Fleisher presented a number of options to the audience, but the option that gained the most backlash from students was a one state solution, in which all Palestinians become Israeli Arabs, living under Israeli law as citizens - without the right to vote. Fleisher got lots of aggressive comments from his speech, but as the night dwindled on, people stopped questioning politics and started making their way up the stairs to bed.
On Saturday morning, some slept in and some returned to pray near the Cave of the Patriarchs before an early lunch. Chris Whitman, a pro-Palestinian activist spoke to the refreshed group. He went over how he became involved in the conflict, moving from the States to study at the Hebrew University of Jerusalem and then moved to Ramallah for a more authentic experience that would relate him to what he had studied. He described the long journeys by car on roads that were meant only for Palestinians. He described being hit in the head with a tear-gas canister fired by an Israeli soldier from 15 meters away during a protest. He painted a picture of what life is like on the other side. He did all this with a touch of humor. What was his solution for the problem? For the Israeli government to begin making up for the way Israel was born -- on the heels of removing Palestinians from land and perhaps even living in a country that is not a state. He suggested that Jews should have moved in seamlessly amongst Arabs in 1948, and questioned the need for Jews to have identified the area as a state at all. “Do Kurds have a country?” he asked, answering "no."

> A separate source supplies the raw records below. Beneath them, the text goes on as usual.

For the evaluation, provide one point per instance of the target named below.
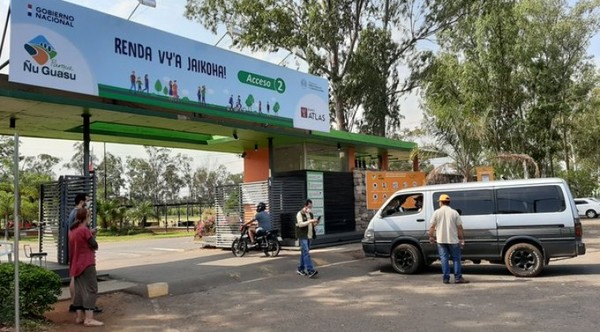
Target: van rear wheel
(406, 259)
(524, 260)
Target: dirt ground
(122, 312)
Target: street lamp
(149, 3)
(232, 31)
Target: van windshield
(404, 204)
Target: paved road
(214, 291)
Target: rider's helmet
(260, 207)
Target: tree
(114, 176)
(512, 70)
(326, 34)
(141, 211)
(206, 180)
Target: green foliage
(510, 79)
(114, 176)
(325, 35)
(39, 291)
(583, 183)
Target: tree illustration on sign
(250, 102)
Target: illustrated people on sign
(260, 223)
(446, 230)
(175, 92)
(146, 84)
(132, 81)
(305, 230)
(238, 103)
(82, 268)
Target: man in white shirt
(446, 230)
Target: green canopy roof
(48, 113)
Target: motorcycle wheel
(239, 247)
(273, 248)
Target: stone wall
(361, 213)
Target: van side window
(540, 199)
(469, 202)
(404, 204)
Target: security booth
(331, 171)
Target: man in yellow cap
(446, 230)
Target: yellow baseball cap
(444, 198)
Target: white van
(523, 223)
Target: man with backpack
(305, 231)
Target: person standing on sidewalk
(80, 203)
(82, 268)
(446, 230)
(305, 229)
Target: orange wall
(256, 165)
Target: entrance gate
(57, 199)
(237, 203)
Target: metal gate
(237, 203)
(57, 199)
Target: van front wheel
(524, 260)
(406, 259)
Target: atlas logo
(40, 49)
(309, 113)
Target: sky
(168, 16)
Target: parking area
(355, 293)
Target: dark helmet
(260, 207)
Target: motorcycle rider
(262, 219)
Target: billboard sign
(60, 45)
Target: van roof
(487, 184)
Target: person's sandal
(92, 322)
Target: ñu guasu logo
(40, 49)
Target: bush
(39, 291)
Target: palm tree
(6, 209)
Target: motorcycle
(268, 242)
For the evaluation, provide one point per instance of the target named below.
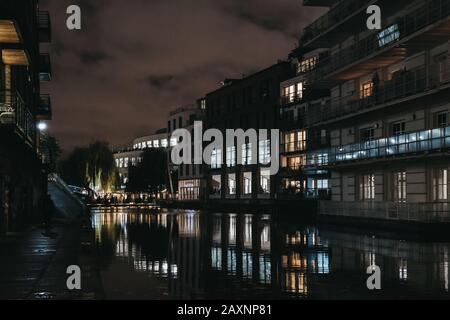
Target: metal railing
(431, 12)
(403, 144)
(332, 18)
(13, 111)
(394, 211)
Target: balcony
(44, 27)
(45, 108)
(434, 140)
(426, 26)
(14, 113)
(45, 67)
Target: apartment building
(23, 179)
(191, 183)
(382, 133)
(248, 103)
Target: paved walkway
(33, 266)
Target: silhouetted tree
(150, 175)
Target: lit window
(400, 186)
(216, 159)
(231, 156)
(366, 90)
(367, 187)
(247, 179)
(264, 151)
(247, 154)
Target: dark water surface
(171, 254)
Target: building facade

Later in the afternoon, the group had a debriefing. It had been an intense couple of days and HaKohen thought it was necessary to let participants get some of their feelings and their new views off their chests. Each person came away with a different viewpoint. One offered that there’s no way for Jews to properly work with Palestinians because “they have a sh*t culture.” One said she couldn’t face her friends anymore, who repeatedly choose to ignore the problems of Palestinians and blindly defend Israel. Another said he felt more committed to both furthering the Jewish presence in Hebron as well as to bettering the situation for Palestinians in the area.
Dan Amroussi from London is studying at Hebrew University. He joined ATID, where he hears from political speakers and activists every other week.

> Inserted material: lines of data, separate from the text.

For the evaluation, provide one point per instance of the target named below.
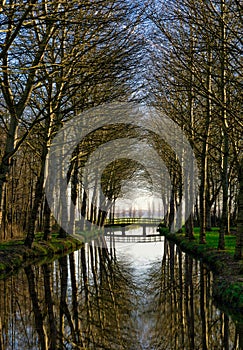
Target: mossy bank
(228, 273)
(14, 254)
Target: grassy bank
(228, 273)
(13, 254)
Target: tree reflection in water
(92, 300)
(180, 308)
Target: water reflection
(98, 298)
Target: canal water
(133, 295)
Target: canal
(125, 295)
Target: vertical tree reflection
(180, 307)
(92, 300)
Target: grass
(13, 254)
(212, 238)
(228, 273)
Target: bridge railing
(130, 221)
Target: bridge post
(144, 230)
(123, 230)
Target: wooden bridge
(132, 221)
(116, 229)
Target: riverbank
(13, 254)
(228, 273)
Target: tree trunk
(37, 200)
(239, 231)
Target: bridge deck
(132, 221)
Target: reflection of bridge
(132, 221)
(126, 238)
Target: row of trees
(58, 58)
(196, 79)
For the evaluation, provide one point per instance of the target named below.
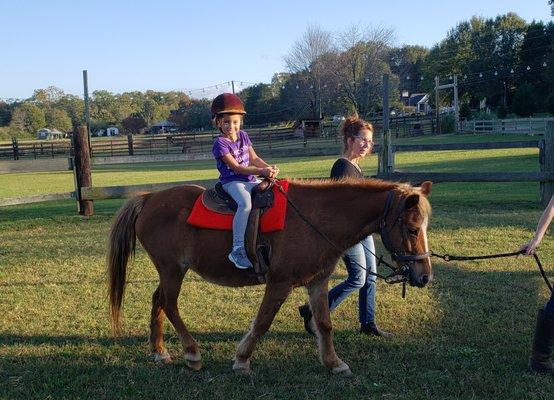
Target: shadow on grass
(479, 340)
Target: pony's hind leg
(319, 305)
(157, 316)
(170, 284)
(274, 297)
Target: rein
(448, 258)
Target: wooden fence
(267, 138)
(525, 126)
(545, 175)
(386, 170)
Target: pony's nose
(424, 280)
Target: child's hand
(267, 172)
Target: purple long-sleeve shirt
(239, 151)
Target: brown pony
(344, 211)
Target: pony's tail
(121, 243)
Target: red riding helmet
(227, 103)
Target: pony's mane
(370, 184)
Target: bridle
(384, 231)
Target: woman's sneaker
(239, 258)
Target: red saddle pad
(272, 220)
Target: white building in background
(49, 134)
(112, 131)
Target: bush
(524, 103)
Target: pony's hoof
(342, 370)
(193, 361)
(242, 368)
(161, 357)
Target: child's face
(229, 123)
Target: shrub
(524, 103)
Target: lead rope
(448, 258)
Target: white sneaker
(239, 258)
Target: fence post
(130, 144)
(547, 163)
(15, 147)
(82, 173)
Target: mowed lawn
(466, 336)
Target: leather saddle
(257, 247)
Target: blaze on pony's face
(408, 234)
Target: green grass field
(466, 336)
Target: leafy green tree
(524, 103)
(58, 119)
(28, 117)
(74, 107)
(550, 103)
(406, 62)
(133, 124)
(5, 113)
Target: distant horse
(344, 211)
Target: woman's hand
(530, 246)
(275, 171)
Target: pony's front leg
(319, 305)
(274, 297)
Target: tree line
(503, 62)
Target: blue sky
(183, 45)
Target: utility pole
(87, 110)
(456, 108)
(437, 121)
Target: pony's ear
(411, 201)
(426, 188)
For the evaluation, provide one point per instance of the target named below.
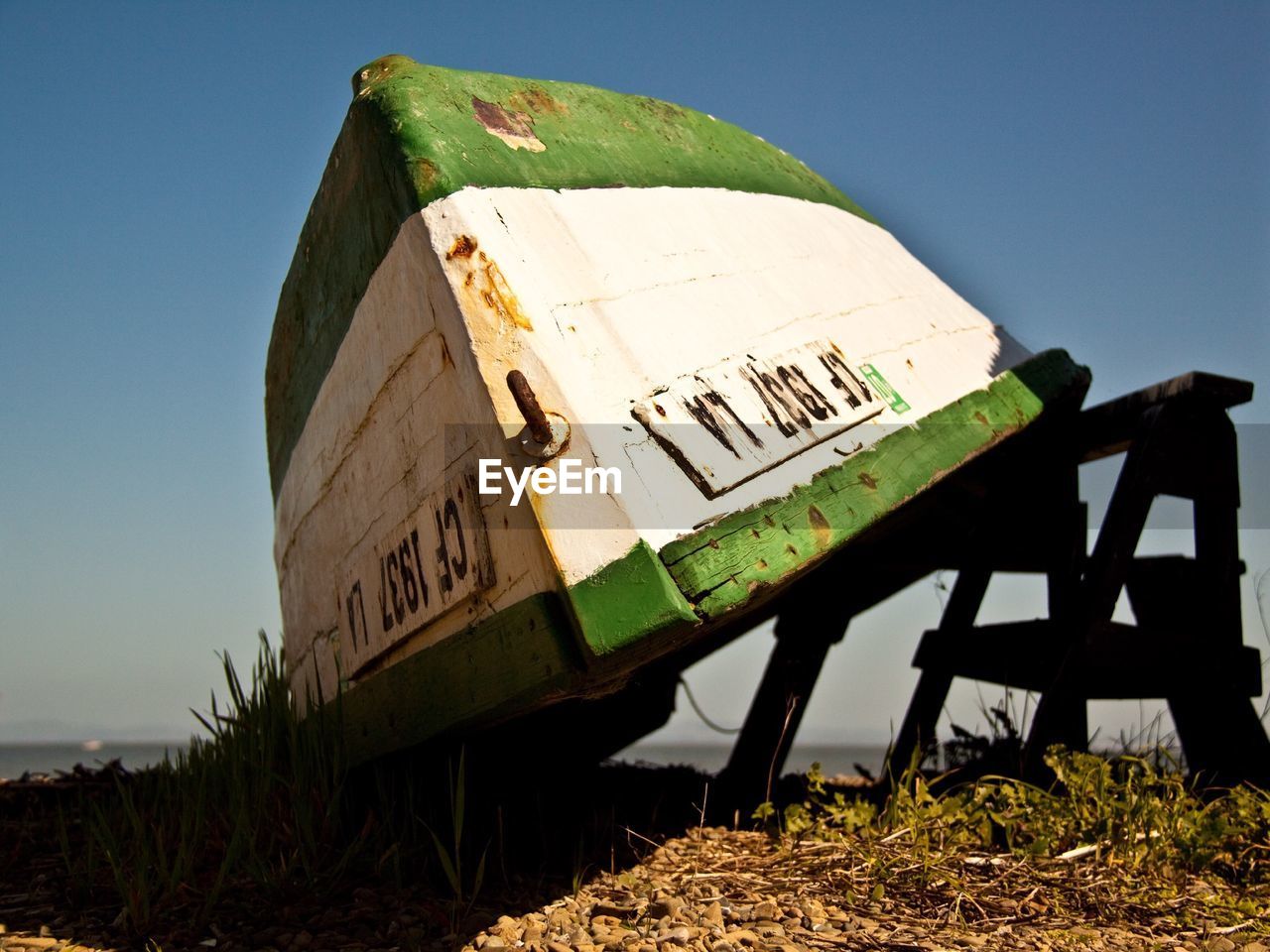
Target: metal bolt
(529, 407)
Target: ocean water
(17, 760)
(48, 758)
(833, 760)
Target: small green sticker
(884, 390)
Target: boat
(567, 386)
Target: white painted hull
(602, 298)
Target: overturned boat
(566, 386)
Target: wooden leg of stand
(810, 622)
(917, 731)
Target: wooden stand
(1019, 511)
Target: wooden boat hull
(769, 371)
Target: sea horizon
(40, 757)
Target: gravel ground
(717, 890)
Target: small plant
(1119, 812)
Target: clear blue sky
(1092, 176)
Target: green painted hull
(595, 635)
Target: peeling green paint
(627, 601)
(416, 134)
(720, 567)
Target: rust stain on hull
(516, 128)
(485, 286)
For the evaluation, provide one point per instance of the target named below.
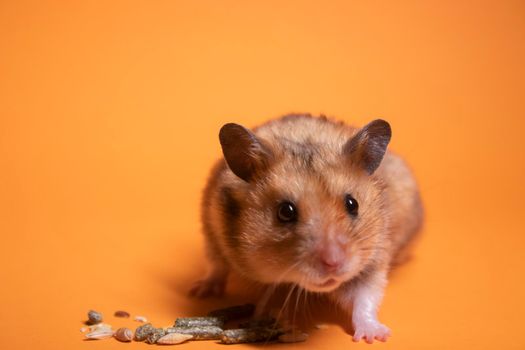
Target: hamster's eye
(351, 205)
(287, 212)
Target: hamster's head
(308, 213)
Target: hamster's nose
(331, 259)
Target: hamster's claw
(368, 331)
(208, 287)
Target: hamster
(314, 202)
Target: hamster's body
(310, 201)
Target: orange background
(109, 114)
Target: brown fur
(306, 162)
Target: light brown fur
(302, 159)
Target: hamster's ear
(368, 146)
(245, 154)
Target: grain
(174, 338)
(124, 334)
(142, 332)
(198, 332)
(199, 321)
(94, 317)
(234, 312)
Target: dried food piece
(249, 335)
(198, 332)
(293, 337)
(199, 321)
(174, 338)
(100, 334)
(124, 334)
(268, 322)
(123, 314)
(156, 335)
(142, 332)
(234, 312)
(94, 317)
(140, 319)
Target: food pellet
(198, 332)
(199, 321)
(234, 312)
(156, 335)
(94, 317)
(122, 314)
(293, 337)
(174, 338)
(142, 332)
(141, 319)
(249, 335)
(124, 334)
(100, 334)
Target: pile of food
(210, 327)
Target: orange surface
(109, 114)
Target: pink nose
(331, 262)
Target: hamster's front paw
(211, 286)
(370, 330)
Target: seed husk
(234, 312)
(198, 332)
(174, 338)
(156, 335)
(100, 334)
(123, 314)
(142, 332)
(94, 317)
(249, 335)
(199, 321)
(293, 337)
(124, 334)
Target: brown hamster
(314, 202)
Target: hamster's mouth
(326, 286)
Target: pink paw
(369, 331)
(208, 287)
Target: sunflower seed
(198, 332)
(174, 338)
(124, 334)
(199, 321)
(94, 317)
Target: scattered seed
(141, 319)
(94, 317)
(122, 314)
(234, 312)
(198, 332)
(124, 334)
(156, 335)
(142, 332)
(293, 337)
(249, 335)
(174, 338)
(100, 334)
(199, 321)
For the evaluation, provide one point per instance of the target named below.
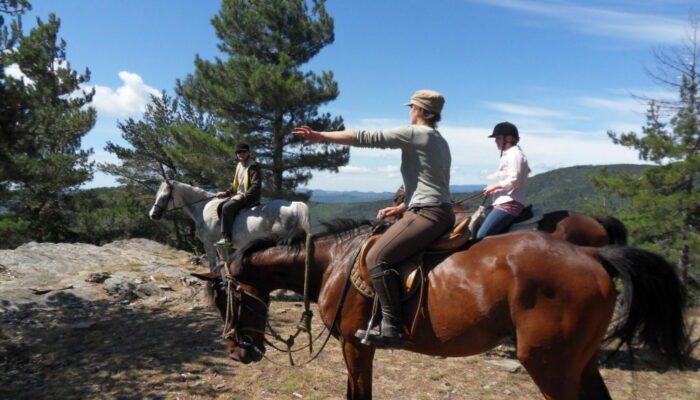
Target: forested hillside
(560, 189)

“I came here obviously with an opinion about the conflict. But coming here with ATID and with the university, I gained a wider perspective and realized how ignorant I was and how ignorant other people are as well. I’ve always wanted to come to Hebron. This weekend showed the conflict in such a small area. You can see the tension in just this tiny place,” Amroussi said.
Another participant shared her opinion about the weekend, but wanted to withhold her name in order not to hinder her chance of gaining entrance to her desired university, which has a reputation for being antisemitic.

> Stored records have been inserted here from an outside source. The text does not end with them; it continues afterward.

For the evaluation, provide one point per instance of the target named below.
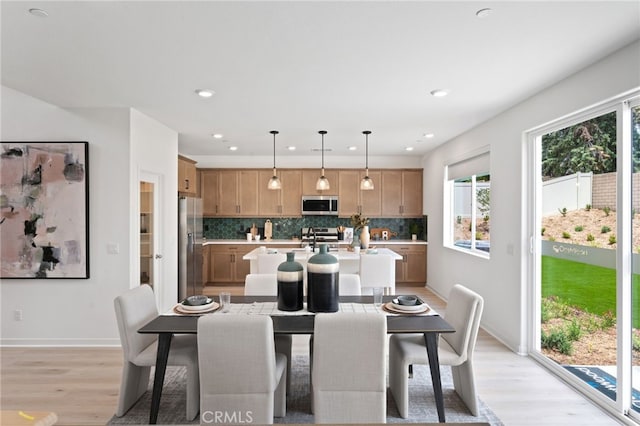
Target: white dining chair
(241, 374)
(463, 312)
(267, 285)
(268, 262)
(377, 270)
(349, 368)
(134, 309)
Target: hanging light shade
(323, 183)
(274, 182)
(366, 183)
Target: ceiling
(301, 66)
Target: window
(469, 188)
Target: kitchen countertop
(341, 254)
(298, 242)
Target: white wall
(80, 312)
(502, 278)
(154, 149)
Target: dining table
(166, 325)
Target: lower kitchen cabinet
(226, 265)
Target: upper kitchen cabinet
(238, 193)
(310, 177)
(229, 193)
(353, 199)
(281, 202)
(401, 193)
(209, 192)
(187, 177)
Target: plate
(419, 306)
(197, 309)
(203, 309)
(391, 307)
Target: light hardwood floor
(81, 384)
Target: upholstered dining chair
(241, 375)
(349, 380)
(267, 285)
(135, 308)
(377, 270)
(463, 312)
(268, 262)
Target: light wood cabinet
(353, 199)
(226, 264)
(282, 202)
(310, 177)
(413, 266)
(401, 193)
(209, 192)
(187, 176)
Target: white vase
(364, 237)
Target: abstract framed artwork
(44, 210)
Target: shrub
(557, 340)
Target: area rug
(421, 400)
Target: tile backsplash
(288, 227)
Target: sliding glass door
(585, 181)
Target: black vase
(323, 282)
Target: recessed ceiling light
(38, 12)
(205, 93)
(483, 13)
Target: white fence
(572, 191)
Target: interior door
(149, 240)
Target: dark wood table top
(302, 324)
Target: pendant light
(366, 183)
(274, 182)
(323, 183)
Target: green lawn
(591, 288)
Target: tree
(589, 146)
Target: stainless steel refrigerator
(189, 247)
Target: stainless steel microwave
(313, 205)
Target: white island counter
(349, 261)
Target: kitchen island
(349, 260)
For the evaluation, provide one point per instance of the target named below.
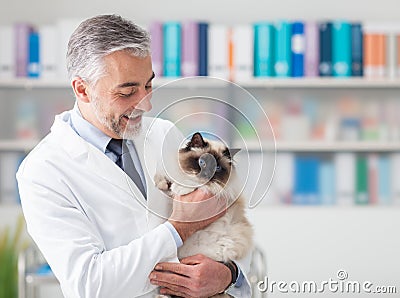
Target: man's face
(121, 96)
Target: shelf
(17, 145)
(281, 146)
(329, 146)
(205, 82)
(320, 83)
(26, 83)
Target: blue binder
(357, 50)
(172, 49)
(297, 49)
(203, 49)
(263, 49)
(33, 55)
(283, 59)
(325, 49)
(341, 53)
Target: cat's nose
(208, 171)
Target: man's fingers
(192, 260)
(181, 269)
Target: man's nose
(144, 104)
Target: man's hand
(195, 211)
(195, 276)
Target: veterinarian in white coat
(87, 218)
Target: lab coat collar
(96, 161)
(147, 146)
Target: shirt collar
(88, 131)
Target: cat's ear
(233, 151)
(197, 141)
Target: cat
(209, 165)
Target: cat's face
(209, 161)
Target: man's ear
(80, 88)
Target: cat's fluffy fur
(229, 237)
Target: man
(87, 218)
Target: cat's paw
(181, 190)
(162, 182)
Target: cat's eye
(202, 163)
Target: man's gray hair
(98, 37)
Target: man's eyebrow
(134, 84)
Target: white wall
(306, 244)
(223, 11)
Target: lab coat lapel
(149, 151)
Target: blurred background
(327, 75)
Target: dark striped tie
(125, 162)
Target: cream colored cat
(208, 165)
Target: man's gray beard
(130, 132)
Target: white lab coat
(91, 222)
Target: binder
(356, 50)
(362, 195)
(218, 51)
(384, 181)
(263, 49)
(190, 49)
(7, 53)
(374, 42)
(345, 173)
(327, 183)
(156, 33)
(283, 60)
(22, 32)
(325, 48)
(33, 70)
(203, 49)
(48, 50)
(172, 49)
(243, 48)
(298, 49)
(311, 54)
(341, 51)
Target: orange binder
(374, 55)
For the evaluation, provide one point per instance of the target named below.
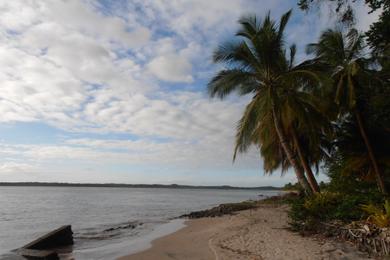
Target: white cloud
(81, 68)
(171, 67)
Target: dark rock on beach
(222, 209)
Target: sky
(115, 91)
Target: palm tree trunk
(309, 173)
(292, 158)
(378, 174)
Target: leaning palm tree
(257, 65)
(344, 57)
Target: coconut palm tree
(343, 54)
(257, 64)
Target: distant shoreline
(122, 185)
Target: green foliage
(379, 216)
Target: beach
(260, 233)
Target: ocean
(107, 222)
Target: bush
(326, 206)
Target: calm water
(107, 222)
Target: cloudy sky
(115, 91)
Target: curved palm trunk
(292, 159)
(378, 174)
(309, 173)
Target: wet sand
(252, 234)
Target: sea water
(107, 222)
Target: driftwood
(44, 247)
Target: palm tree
(343, 54)
(257, 65)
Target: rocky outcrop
(222, 209)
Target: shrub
(379, 216)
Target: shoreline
(260, 233)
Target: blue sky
(115, 91)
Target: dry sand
(252, 234)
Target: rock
(221, 210)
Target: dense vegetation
(329, 112)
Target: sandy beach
(252, 234)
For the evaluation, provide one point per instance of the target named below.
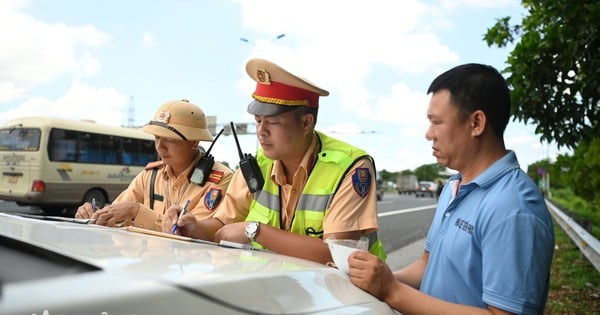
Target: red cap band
(283, 94)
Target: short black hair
(300, 111)
(474, 87)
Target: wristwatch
(252, 229)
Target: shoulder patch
(215, 176)
(361, 181)
(212, 198)
(154, 164)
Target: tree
(554, 68)
(585, 168)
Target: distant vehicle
(407, 184)
(58, 267)
(427, 188)
(57, 163)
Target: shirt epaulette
(154, 164)
(215, 176)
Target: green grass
(574, 281)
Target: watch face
(251, 227)
(251, 230)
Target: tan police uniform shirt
(348, 211)
(204, 200)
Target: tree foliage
(554, 68)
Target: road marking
(385, 214)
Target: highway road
(403, 219)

“It was eye-opening really. Some of it was very, very disturbing and sad and heartbreaking. But at the same time there was a lot of important stuff I think that I gained over the weekend. Hebron is an intense place. There’s really a lot of animosity between the two groups. And a lot of the people who live here -- they seem to be really, really intense people with a little bit of a violent side to them, which on one hand is kind of scary to see, but on the other hand proves itself to be necessary given the circumstances they’re living in. But one thing that I did notice that was kind of beautiful to see was that there was some kind of a brotherhood between some of the Arabs and Jews.”
Another student participant, Yeshaya Shapiro asked if he could give his thoughts about the weekend.
 “It really got deep into your bones about how complex the situation is here. I would say I already had a diverse opinion, but it seemed that I didn’t. It tickled that part of my brain -- and made me think more.”